Le neuvième mois, à l’automne, le duc invita Zhao Dun à prendre un verre avec lui et posta quelques soldats en embuscade. Ayant eu vent du complot, le garde de droite de Zhao Dun, Mi Ming, se précipita dans le hall en disant : « Quand un ministre est invité par son souverain, il est contraire aux règles de l’étiquette de boire plus de trois verres. » Et il aida Zhao Dun à descendre et s’éloigner. Alors le duc lança son chien sur eux mais Mi Ming combattit le chien et le tua. « Vouloir se débarrasser d’un homme en utilisant un chien, aussi féroce soit-il, vraiment à quoi cela rime-t-il ? ». Ils réussirent à sortir, mais Mi Ming fut tué.

 

Zhao Dun faisant des remontrances au duc Ling

 

Un jour que Zhao Dun [6] état allé chasser au mont Shou, il s’était arrêté pour la nuit dans un endroit appelé L’ombre du mûrier. Il vit là un homme mourant d’inanition nommé Ling Zhe et lui demanda ce qui lui était arrivé. L’autre lui répondit qu’il n’avait rien mangé depuis trois jours. Zhao Dun lui donna à manger, mais Ling Zhe en mit la moitié de côté, et comme Zhao Dun lui demandait pourquoi, il répondit : « Cela fait trois ans que je suis en poste au loin, je ne sais pas si ma mère est encore en vie, mais maintenant que je suis près de la maison, je préfère garder cette nourriture pour elle. » Alors Zhao Dun lui fit finir sa part, et lui donna une corbeille de bambou pleine de riz et de la viande pour sa mère. 

 

Or cet homme était maintenant l’un des gardes du duc. Il retourna son arme contre les autres pour permette à Zhao Dun de s’enfuir. Comme Zhao Dun lui demandait la raison de son geste, il répondit : « J’étais l’homme mort de faim que vous avez sauvé au lieu-dit L’ombre du mûrier. » Zhao Dun lui demanda son nom et l’endroit où il vivait, mais l’autre ne répondit rien et disparut.

 

    乙丑,赵穿攻灵公于桃园。宣子未出山而复。大史书曰:「赵盾弑其君。」以示于朝。宣子曰:「不然。」对曰:「子为正卿,亡不越竟,反不讨贼,非子而谁?」宣子曰:「乌呼,『我之怀矣,自诒伊戚』,其我之谓矣!」

    孔子曰:「董孤,古之良史也,书法不隐。赵宣子,古之良大夫也,为法受恶。惜也,越竟乃免。」

  宣子使赵穿逆公子黑臀于周而立之。壬申,朝于武宫。

 

[Zhao Dun est obligé de fuir. Son cousin Zhao Chuan (赵穿) décide donc de passer à l’action…]

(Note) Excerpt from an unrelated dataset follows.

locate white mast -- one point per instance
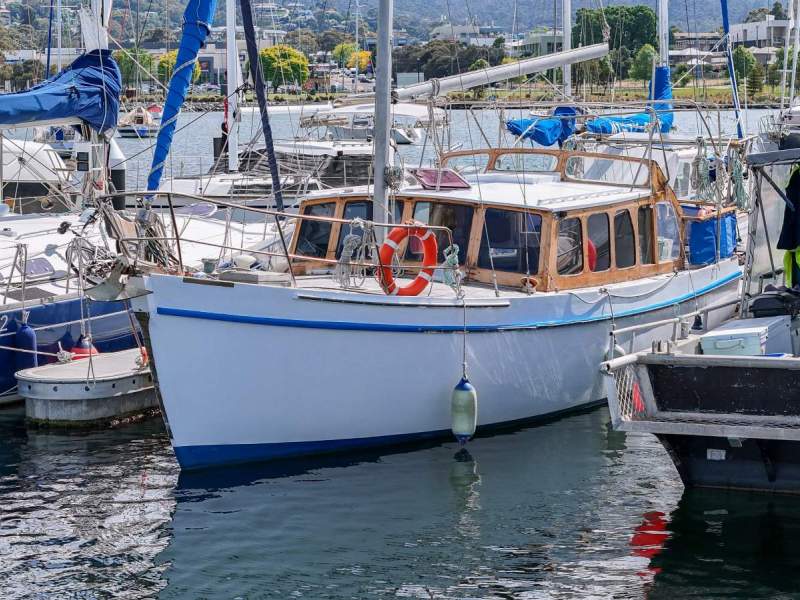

Le jour yi-chou [le 26], Zhao Chuan tua le duc Ling dans le verger des pêchers. Zhao Dun n’avait pas encore franchi les montagnes [formant la frontière avec l’Etat voisin] et il retourna à la capitale.

Le grand historien [Dong Hu] écrivit « Zhao Dun a assassiné son souverain. » et montra le document à la cour.

 

Le duc Ling lâche son chien sur Zhao Dun

 

Zhao Dun répliqua : « Ce n’est pas vrai. » Mais le grand historien répondit : « Vous étiez le premier ministre. Vous vous êtes enfui, mais vous n’aviez pas franchi la frontière. Et maintenant que vous êtes de retour, vous ne punissez pas le coupable. Qui est responsable sinon vous ? »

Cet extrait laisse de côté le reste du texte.